The Washington Post again leads today in raising national consciousness of sanity. Its editorial, “The Internet at Risk,” addresses the so-called compromise reached last week at the U.N. conference in Tunisia on the Internet. The editorial reminds those who may get lost in theory, or in approval of thrusts against democracy by U.S. adversaries, “In an ideal world, unilateralism should be avoided. But in an imperfect world, unilateral solutions that run efficiently can be better than multilateral ones that don’t.”
The full editorial is one to read and clip for its lucid internment of the contending viewpoints, at least as regards the Internet.
CNET’s report of the results in Tunis is a useful summary of the doings. Endorsed in the “Net détente” with the U.N. was creation of an Internet Governance Forum, which will begin meeting in 2006, to continue “global discussions” of everything Internet.
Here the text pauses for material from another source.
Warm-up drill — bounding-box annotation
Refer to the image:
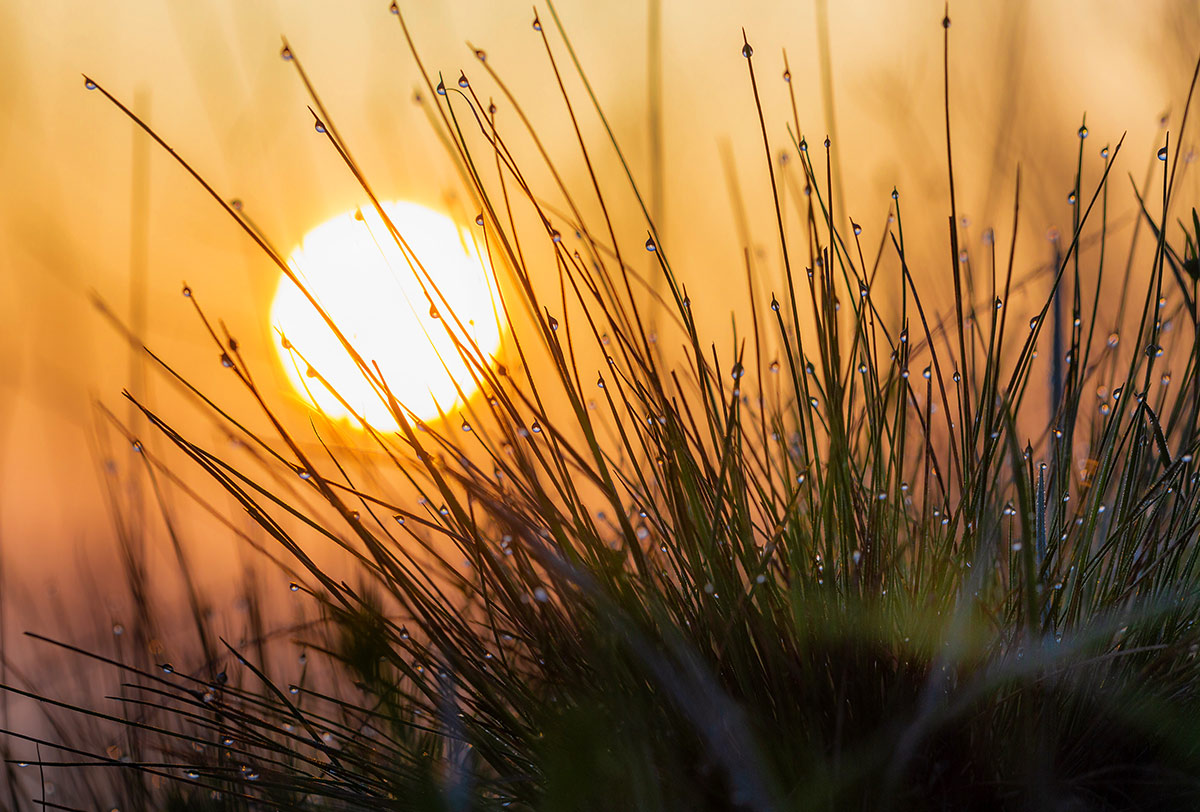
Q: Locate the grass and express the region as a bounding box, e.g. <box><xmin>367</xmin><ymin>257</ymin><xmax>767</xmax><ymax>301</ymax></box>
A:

As CNET reports, this “effectively postpones a long-simmering dispute over the future of Internet management.” U.S. ambassador David Gross put the positive spin on: We have “no concerns that it would morph into something unsavory.” U.N. Secretary-General Kofi Annan put his spin on, more representative of the views of most U.N. members, saying the agreement supports “the need for more international participation in discussions of Internet governance issues.” Aside from the U.N. members wishing greater censorship of views they see as undermining their despotism, the U.N. and some in Europe look at the Internet as a source of tax revenue, even on emails, another way to suppress the free exchange of ideas. The Prime Minister of Mozambique called U.N. control of the Internet “a matter of justice and legitimacy that all people have a say in the way the Internet is governed.”
The Washington Post editorial rejoinder:
“The job of assigning domain names offers huge opportunities for abuse. Whoever controls this function can decide to keep certain types of individuals or organizations offline (dissidents or opposition political groups, for example). Or it can allow them on in exchange for large fees. The striking feature of U.S. oversight of the Internet is that such abuses have not occurred….Indeed, governments’ ample ability to regulate the Internet has already been demonstrated by some of the countries pushing for reform, such as authoritarian China.”
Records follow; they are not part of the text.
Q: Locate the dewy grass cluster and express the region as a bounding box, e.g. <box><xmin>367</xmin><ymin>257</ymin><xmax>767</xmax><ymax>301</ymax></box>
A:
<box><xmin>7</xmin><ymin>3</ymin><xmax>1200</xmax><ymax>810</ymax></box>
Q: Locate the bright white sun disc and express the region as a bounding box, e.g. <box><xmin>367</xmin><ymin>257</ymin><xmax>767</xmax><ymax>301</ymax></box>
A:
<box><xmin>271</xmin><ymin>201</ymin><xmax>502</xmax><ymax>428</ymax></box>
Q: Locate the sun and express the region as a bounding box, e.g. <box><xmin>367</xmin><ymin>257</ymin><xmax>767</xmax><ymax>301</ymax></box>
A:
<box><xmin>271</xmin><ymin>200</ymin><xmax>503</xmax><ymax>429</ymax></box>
The Washington Post recognizes that the battle over Internet freedom has not been won, just is on intermission, awaiting the mustering of more pressure from those who wish its restriction and, perhaps, a more “multilateralist” administration.
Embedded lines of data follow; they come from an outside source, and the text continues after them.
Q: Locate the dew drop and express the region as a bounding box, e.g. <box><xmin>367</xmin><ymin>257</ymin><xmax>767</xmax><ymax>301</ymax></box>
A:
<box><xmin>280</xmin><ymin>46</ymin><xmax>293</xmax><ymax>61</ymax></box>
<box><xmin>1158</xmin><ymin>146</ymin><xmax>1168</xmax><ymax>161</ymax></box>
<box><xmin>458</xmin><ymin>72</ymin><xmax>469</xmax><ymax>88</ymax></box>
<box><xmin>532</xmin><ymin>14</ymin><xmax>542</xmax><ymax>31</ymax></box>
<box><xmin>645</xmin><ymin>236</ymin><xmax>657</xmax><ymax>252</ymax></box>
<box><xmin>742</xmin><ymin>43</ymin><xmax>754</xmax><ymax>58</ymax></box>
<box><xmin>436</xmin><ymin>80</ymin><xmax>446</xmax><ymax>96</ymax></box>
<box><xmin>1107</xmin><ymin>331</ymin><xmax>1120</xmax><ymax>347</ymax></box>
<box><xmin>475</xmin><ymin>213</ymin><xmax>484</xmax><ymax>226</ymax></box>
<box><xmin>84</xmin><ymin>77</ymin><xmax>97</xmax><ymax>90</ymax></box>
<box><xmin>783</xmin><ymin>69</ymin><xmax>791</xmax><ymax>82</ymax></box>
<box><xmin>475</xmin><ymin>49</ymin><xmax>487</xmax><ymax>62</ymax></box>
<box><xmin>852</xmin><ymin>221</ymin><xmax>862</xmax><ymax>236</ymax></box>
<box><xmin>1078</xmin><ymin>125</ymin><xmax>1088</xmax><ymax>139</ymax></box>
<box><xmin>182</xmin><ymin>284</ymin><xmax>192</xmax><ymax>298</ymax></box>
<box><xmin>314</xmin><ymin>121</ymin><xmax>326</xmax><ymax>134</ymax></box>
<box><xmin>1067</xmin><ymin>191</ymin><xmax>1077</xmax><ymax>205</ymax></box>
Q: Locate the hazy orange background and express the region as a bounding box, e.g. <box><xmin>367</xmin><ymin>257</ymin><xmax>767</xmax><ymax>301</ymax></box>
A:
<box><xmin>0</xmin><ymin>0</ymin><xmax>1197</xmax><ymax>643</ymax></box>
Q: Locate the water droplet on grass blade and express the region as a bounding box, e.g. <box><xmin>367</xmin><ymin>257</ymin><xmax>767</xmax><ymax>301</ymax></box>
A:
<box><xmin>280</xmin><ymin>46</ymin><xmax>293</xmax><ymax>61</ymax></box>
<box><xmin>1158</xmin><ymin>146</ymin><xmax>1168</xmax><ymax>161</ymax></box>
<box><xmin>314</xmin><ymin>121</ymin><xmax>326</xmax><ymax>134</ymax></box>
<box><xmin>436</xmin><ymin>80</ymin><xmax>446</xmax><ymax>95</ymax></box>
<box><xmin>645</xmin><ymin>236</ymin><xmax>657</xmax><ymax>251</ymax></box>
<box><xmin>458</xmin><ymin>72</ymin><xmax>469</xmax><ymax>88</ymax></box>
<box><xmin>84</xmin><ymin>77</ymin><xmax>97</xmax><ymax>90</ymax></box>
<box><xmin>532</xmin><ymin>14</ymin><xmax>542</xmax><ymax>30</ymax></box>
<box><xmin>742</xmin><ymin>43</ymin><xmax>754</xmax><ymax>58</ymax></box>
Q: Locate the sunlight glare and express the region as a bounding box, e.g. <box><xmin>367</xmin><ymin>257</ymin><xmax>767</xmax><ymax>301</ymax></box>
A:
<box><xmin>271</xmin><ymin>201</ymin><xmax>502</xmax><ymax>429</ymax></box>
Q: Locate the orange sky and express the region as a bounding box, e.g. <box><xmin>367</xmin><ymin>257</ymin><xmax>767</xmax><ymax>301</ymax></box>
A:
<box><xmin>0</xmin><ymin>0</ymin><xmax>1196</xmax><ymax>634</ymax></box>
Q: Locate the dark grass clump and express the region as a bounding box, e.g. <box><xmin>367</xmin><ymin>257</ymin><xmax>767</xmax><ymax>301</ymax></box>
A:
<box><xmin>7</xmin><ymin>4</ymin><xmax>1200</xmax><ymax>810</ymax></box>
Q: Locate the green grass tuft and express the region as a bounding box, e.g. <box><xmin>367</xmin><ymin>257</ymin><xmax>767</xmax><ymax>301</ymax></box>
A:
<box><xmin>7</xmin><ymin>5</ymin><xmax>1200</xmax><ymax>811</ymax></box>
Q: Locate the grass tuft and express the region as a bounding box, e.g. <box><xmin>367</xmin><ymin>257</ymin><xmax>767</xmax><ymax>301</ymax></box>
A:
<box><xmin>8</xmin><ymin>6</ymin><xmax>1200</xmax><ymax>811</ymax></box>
Bob Goodlatte is the Congressman from Virginia who serves as the co-chair of the Congressional Internet Caucus. In the Augusta Free Press newspaper from there that also publishes my column, he points out: “An Internet that is fractured and censored is not one that can support the economic and social uses that consumers and businesses alike have come to expect.” Goodlatte co-sponsored House Congressional Resolution 268 that on November 16 garnered a 423-0 (obviously bipartisan for those who prefer to think all measures Congressional are or need be bitterly partisan) endorsement of the House’s sense that “the administration of the Internet should remain in the U.S. under private control.” It has been forwarded to the Senate Committee on Commerce, Science, and Transportation, whose members hopefully read today’s Washington Post editorial.